See the research that supports this strategy
AdLit.org. (2008). Raft Writing.
Mitchell, D. (1996). Writing to learn across the curriculum and the English teacher. English Journal, 85, 93-97.
Santa, C., & Havens, L. (1995). Creating independence through student-owned strategies: Project CRISS. Dubuque, IA: Kendall Hunt.
Children's books to use with this strategy
Two Bad Ants
Separated from the colony, readers join two adventurous ants and see the world from a very different perspective.
I Face the Wind
Children are encouraged to observe as experiment as they learn about wind and air as well as practice science writing by describing their findings.
Stunning close-ups of colorful frogs in their natural habitats taken by an acclaimed photographer and biologist combine with clearly presented information on large, bright pages, sure to intrigue as well as inform readers of all ages.
Diary of a Worm
What icky creature looks the same from both ends? The worm, of course! For the first time ever, get the insider’s view of life from this creepy crawler’s perspective. He lives underground with his family, eats his homework and does his best to annoy his sister — documenting it all in a diary. Simple illustrations are the ideal complement to the understated humor (though nonetheless laugh-out-loud tone) of the text.

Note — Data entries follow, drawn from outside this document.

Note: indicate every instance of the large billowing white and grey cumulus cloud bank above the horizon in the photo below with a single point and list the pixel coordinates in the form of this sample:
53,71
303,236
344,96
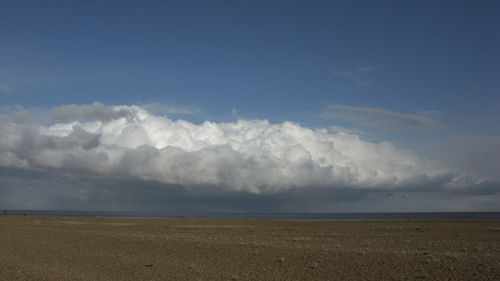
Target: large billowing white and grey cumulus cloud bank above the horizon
254,156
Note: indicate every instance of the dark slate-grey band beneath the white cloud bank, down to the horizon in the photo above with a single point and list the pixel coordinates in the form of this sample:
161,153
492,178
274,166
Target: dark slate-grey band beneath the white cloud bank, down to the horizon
47,190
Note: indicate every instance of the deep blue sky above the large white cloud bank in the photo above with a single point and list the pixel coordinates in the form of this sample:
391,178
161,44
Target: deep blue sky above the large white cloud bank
419,74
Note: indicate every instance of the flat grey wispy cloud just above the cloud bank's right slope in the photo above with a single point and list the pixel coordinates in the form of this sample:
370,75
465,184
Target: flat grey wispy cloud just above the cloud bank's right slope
380,118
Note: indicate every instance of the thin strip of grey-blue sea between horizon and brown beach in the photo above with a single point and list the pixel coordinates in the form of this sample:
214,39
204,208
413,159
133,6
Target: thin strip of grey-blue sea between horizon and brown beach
269,216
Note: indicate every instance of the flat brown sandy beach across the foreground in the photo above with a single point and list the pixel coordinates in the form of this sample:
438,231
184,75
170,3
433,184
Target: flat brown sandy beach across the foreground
68,248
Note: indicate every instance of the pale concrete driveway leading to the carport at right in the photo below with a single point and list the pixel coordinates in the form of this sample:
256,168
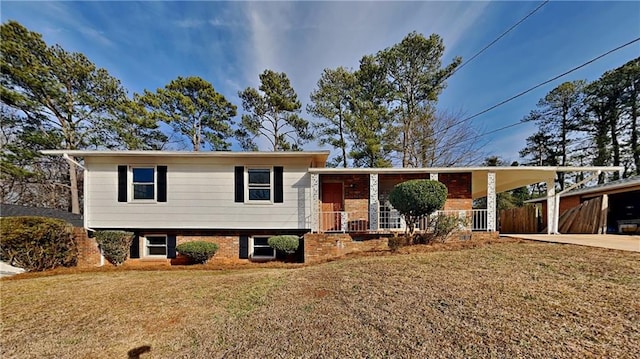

The Bunnicula Collection: Books 1 to 3
Harold the family dog narrates three stories of life with supernatural suspicions which begins with Bunnicula, the bunny with fangs. In the Howliday Inn while boarding at the Chateau Bow-Wow, Harold and Chester (the Monroe cat) encounter a werewolf, perhaps. Chester and Harold must stop zombie vegetables when the Celery Stalks at Midnight. Over-the-top humor is very appealing to a broad range of listeners (including adults!).
Are We There Yet? A Journey Around Australia
The year Grace turned eight, her Mum and Dad took her and her siblings on a trip around Australia. The kids "missed school for the whole winter term" and Grace documented much of what she learned, where she went, and the adventures they had as they experienced the diversity of the continent. Grace’s informal voice is informative yet engaging, completed by line drawings and simple maps.
Flat Stanley: His Original Adventure
Life as a paper-thin boy is not all bad as Stanley finds out. He was flattened by a bulletin board bit adjusts quite well with the help of his parents to his new dimensions — all of which makes for very funny reading (and travels in later books about Stanley and his family).